With the eyes of the state government and district administration closed, it was but a matter of time that a tragedy of this magnitude was only waiting to happen.
Interestingly, though belated, but the union ministry of environment issued a notification declaring the entire area an eco-sensitive zone. But rather than realizing the sensitivity of the issue and supporting it in the interest of the state and its people, chief minister Vijay Bahuguna and his cabinet colleagues actually opposed it.
One can only but imagine that the chief minister and his cabinet colleagues said that the notification was against the interest of development in the state and actually approached Prime Minister Manmohan Singh to get the notification withdrawn.

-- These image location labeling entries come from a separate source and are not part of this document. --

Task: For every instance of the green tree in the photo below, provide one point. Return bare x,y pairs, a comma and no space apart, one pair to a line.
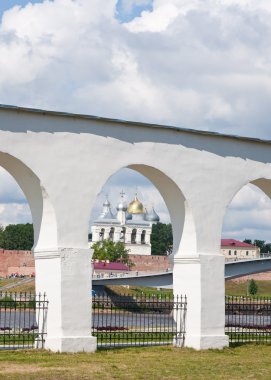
17,236
161,239
112,251
252,287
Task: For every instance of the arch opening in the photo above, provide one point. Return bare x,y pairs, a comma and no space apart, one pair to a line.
41,209
149,195
247,222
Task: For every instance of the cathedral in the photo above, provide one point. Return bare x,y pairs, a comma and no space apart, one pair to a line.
132,225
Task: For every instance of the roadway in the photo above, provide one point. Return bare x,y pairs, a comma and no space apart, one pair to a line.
233,269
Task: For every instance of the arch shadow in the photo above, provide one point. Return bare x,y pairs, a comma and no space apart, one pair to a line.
42,211
183,226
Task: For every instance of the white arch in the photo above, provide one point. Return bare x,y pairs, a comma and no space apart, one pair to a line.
43,215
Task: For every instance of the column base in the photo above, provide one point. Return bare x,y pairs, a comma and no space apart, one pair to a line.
71,344
205,342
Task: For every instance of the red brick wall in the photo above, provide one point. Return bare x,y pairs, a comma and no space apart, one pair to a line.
10,259
150,263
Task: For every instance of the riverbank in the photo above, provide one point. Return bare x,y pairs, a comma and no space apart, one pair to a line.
232,287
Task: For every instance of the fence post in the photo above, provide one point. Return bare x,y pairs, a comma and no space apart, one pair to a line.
65,276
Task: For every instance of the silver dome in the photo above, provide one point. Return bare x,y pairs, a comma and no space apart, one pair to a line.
152,216
122,206
128,216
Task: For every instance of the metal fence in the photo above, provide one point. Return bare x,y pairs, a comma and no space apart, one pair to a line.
138,321
248,319
22,320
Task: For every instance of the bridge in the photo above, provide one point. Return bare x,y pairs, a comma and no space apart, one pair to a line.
233,270
61,162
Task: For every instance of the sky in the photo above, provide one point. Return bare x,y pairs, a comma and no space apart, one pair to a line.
190,63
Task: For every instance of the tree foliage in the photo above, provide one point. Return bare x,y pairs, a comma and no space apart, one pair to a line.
17,236
161,239
112,251
252,287
264,247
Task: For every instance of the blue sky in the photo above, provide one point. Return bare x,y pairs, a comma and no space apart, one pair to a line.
127,10
196,64
6,4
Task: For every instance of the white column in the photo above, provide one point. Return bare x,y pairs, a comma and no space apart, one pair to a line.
201,279
65,276
128,236
138,235
106,232
199,274
148,237
117,234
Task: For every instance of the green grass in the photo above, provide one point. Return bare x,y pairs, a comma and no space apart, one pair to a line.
153,363
240,288
232,288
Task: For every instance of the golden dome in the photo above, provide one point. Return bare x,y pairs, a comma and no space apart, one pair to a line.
136,207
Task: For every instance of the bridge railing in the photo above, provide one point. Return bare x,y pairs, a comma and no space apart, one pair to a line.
22,320
138,321
248,319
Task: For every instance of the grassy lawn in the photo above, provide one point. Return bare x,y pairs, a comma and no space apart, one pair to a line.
244,362
240,289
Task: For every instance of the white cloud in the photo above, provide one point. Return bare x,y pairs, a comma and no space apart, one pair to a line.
192,63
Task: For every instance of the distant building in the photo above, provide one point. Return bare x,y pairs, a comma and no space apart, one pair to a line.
234,249
131,224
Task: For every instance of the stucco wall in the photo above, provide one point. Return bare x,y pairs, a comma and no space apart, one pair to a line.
15,259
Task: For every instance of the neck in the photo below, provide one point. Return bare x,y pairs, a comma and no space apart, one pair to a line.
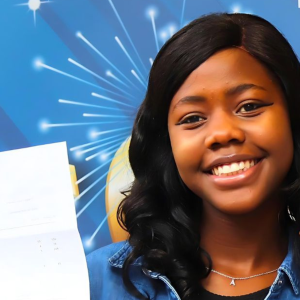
244,245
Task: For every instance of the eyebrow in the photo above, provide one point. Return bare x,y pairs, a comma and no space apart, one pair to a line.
239,89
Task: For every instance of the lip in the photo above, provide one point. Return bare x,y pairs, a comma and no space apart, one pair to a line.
229,159
238,179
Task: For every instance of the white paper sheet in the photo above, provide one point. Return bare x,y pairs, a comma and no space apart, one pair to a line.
41,254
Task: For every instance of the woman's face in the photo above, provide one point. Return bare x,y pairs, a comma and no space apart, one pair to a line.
230,133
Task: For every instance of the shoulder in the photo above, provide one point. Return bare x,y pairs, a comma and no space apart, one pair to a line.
108,253
105,274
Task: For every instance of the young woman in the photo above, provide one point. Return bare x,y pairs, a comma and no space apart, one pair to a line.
214,209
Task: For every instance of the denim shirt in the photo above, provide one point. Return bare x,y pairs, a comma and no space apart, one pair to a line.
105,272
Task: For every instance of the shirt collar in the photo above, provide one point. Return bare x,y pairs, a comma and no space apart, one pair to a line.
288,266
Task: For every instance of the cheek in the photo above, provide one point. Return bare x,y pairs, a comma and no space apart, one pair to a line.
273,135
187,149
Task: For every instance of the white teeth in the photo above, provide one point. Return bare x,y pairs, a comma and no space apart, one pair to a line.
234,168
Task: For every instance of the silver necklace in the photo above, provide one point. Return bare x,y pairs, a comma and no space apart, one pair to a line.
242,278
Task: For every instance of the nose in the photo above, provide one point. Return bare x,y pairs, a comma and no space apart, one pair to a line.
223,130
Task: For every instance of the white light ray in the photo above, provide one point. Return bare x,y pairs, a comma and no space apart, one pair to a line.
110,74
33,5
113,130
105,116
103,152
94,183
102,145
128,56
182,13
95,197
99,141
127,34
92,172
97,76
90,105
111,100
49,125
172,30
151,14
41,64
138,78
79,35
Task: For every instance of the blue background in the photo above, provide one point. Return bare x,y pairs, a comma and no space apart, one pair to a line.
35,52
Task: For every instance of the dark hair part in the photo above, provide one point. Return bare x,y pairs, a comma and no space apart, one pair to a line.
160,213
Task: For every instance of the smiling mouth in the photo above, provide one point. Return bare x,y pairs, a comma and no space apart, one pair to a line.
233,168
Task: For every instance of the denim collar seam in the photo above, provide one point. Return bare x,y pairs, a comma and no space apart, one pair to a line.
116,260
293,280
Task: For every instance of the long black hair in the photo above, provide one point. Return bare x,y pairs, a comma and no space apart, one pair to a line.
160,213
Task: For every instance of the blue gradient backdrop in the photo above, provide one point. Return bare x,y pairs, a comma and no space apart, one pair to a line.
35,73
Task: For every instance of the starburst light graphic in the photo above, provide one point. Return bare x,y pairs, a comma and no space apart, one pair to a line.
111,105
33,5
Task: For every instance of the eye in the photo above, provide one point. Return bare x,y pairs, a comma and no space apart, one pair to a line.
248,107
192,119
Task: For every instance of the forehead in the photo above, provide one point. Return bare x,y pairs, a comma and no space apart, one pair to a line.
225,69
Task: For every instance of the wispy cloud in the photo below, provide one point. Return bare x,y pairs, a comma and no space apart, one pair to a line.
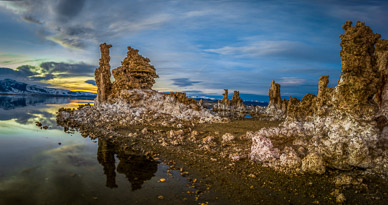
184,82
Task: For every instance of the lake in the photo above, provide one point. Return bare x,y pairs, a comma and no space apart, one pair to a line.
50,166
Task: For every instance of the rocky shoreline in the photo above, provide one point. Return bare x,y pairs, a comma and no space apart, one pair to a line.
339,136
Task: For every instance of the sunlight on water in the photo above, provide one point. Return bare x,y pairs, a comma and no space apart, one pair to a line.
49,166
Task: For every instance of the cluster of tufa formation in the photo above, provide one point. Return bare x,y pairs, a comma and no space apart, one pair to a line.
102,75
135,72
131,101
277,107
343,127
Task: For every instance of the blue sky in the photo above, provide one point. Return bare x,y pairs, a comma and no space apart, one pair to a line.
200,47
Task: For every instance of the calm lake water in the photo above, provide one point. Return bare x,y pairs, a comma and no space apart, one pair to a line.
39,166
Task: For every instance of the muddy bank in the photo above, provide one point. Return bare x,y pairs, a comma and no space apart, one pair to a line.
219,164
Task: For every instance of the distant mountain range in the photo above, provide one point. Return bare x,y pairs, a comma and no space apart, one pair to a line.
13,87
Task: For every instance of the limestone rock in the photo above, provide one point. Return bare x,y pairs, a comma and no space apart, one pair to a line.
313,163
359,81
227,137
343,127
102,75
274,95
225,99
236,100
182,98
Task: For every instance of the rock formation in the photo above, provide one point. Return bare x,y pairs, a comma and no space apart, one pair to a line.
236,100
343,127
360,78
225,99
131,101
102,75
277,107
182,98
135,72
274,95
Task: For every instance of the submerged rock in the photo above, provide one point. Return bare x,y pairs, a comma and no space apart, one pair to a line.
342,127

A greater portion of Uttarkashi would have been declared eco-sensitive and all constructions would have been stopped, which did not suit the politicians, who care a fig for the ecology.

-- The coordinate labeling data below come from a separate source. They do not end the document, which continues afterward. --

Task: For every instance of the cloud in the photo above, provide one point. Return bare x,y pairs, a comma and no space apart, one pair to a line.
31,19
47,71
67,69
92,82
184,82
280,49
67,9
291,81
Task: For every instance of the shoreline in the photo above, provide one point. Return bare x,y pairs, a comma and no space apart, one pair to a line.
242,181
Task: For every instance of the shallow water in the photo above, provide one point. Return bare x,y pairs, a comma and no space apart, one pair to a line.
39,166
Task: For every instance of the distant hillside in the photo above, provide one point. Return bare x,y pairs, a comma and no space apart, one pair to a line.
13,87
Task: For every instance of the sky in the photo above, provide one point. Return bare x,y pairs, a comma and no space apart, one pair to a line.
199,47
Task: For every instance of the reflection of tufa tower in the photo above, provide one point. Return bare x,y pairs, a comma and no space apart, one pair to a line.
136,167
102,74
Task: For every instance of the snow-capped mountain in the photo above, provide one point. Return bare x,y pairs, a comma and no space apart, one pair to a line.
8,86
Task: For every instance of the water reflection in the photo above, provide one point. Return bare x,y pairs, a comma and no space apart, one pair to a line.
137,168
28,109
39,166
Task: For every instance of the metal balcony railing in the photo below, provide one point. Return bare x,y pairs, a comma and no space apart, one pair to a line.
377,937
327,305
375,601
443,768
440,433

What else can explain the fact that Uttarakhand minister for disaster management does not want to discuss the large number of illegal constructions that have come up along and in the river beds of the state.
No district magistrate has undertaken an exercise to undertake a survey of how many such illegal constructions have come up along the banks and on the river beds, which have choked the river beds and put a hurdle in the free flow of the water. Because of this, the tragedy of this magnitude was only waiting to happen.
As per the notification, over 4150 sq kms area was to be declared eco-sensitive, which would not only have banned the construction of hydro-electric projects on the rivers in this area, but a limit would also have been put on the number of tourists visiting the region.
Today there is no limit on the number of vehicles, including buses and mini buses bringing tourists and the number taxis, cars and two-wheelers entering the area, nor is any registration of the pilgrims or tourists done.
As there is no record to know the number of tourists or pilgrims that were in the Chaar Dham Yatra when the tragedy struck, the death toll will always remain unknown.
But will the Supreme Court take note of this great lapse by concerned officials not only of Uttar Pradesh and Uttarakhand, but also the temple committee for this grave lapse on their part, so that it is not repeated in the future in this eco-sensitive and fragile Himalayan region.